The current situation in copper is “not unusual and the exchange is exercising its well established procedures for maintaining an orderly market,” the LME’s Deputy Chief Executive Officer Diarmuid O’Hegarty said in a comment e-mailed by the exchange. Bourse rules oblige holders of dominant positions in stockpiles to lend metal at fixed rates.

One party last held a position this big in copper for about a month from Nov. 18, 2009, the data show. The cash contract traded at a discount during that period.

JPMorgan Chase & Co. is holding the dominant position in copper, the Daily Telegraph reported on Dec. 3, citing unidentified people.

“As one of the leading firms in base metals and as a Category 1 ring dealing member of the LME, we are expected to make markets for our clients,” said Brian Marchiony, a London- based spokesman for the bank. He declined to comment on specific trading positions.

Physical Copper

JPMorgan said in October it planned to introduce a U.S. exchange-traded fund backed by physical copper. BlackRock Inc., the world’s biggest money manager, also announced plans to start such funds. ETF Securities Ltd. said funds backed by metals including copper will start trading in London on Dec. 10.
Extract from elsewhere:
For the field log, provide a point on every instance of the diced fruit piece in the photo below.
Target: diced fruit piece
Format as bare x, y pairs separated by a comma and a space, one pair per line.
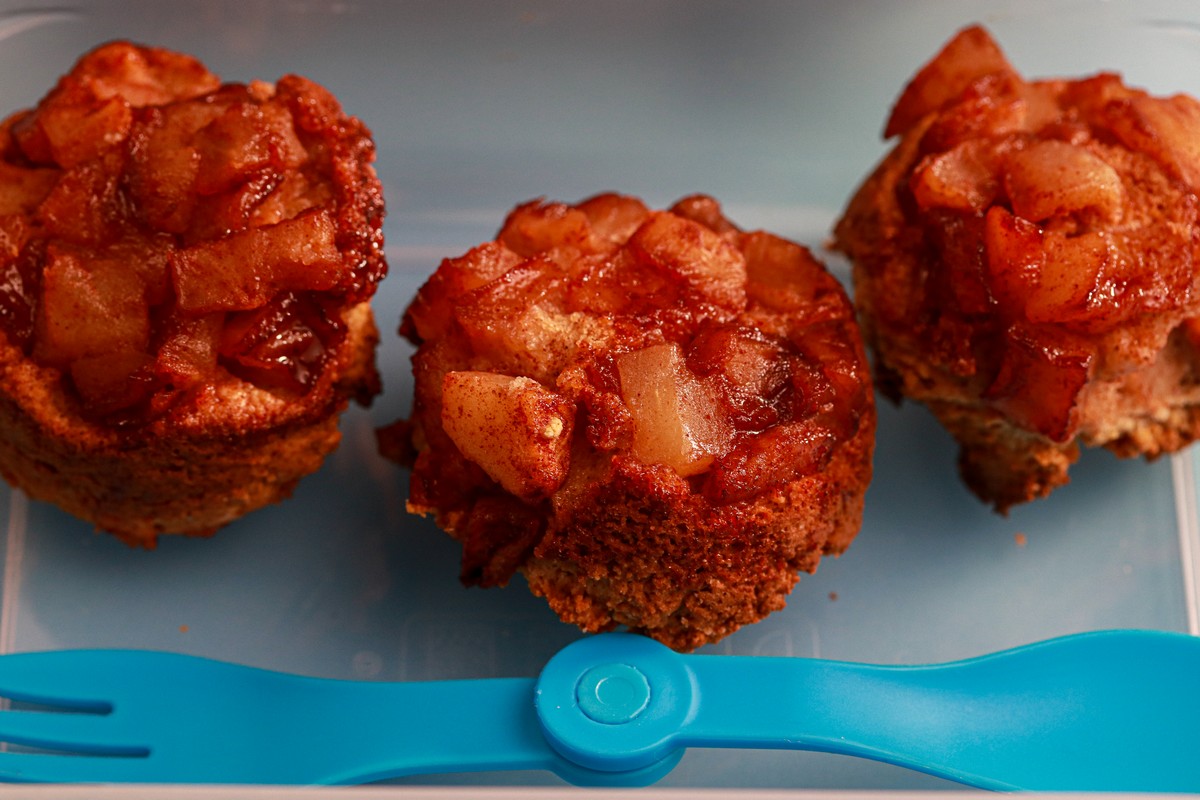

Dominant positions also exist in other LME metals, bourse data show. One unidentified firm holds 80 percent to 89 percent of the aluminum alloy stockpiles and one party controls 50 percent to 79 percent of the nickel inventory. In tin, one company has 40 percent to 49 percent of the metal and in zinc one firm has 30 percent to 39 percent.

Copper prices on the exchange suggest the dominant position is likely to be closer to 50 percent than 79 percent, said Leon Westgate, a London-based analyst at Standard Bank. The spread between the cash contract and the three-month benchmark would indicate about 180,000 tons of available metal, or about half the 351,375 tons reported today by the LME, he said.

“The LME is very experienced in handling these issues discreetly and efficiently and we have little concern that this current situation will dissolve in the same way as all the others have in the past,” Alex Heath, head of industrial-metals trading at Royal Bank of Canada Europe Ltd. in London, wrote in a report.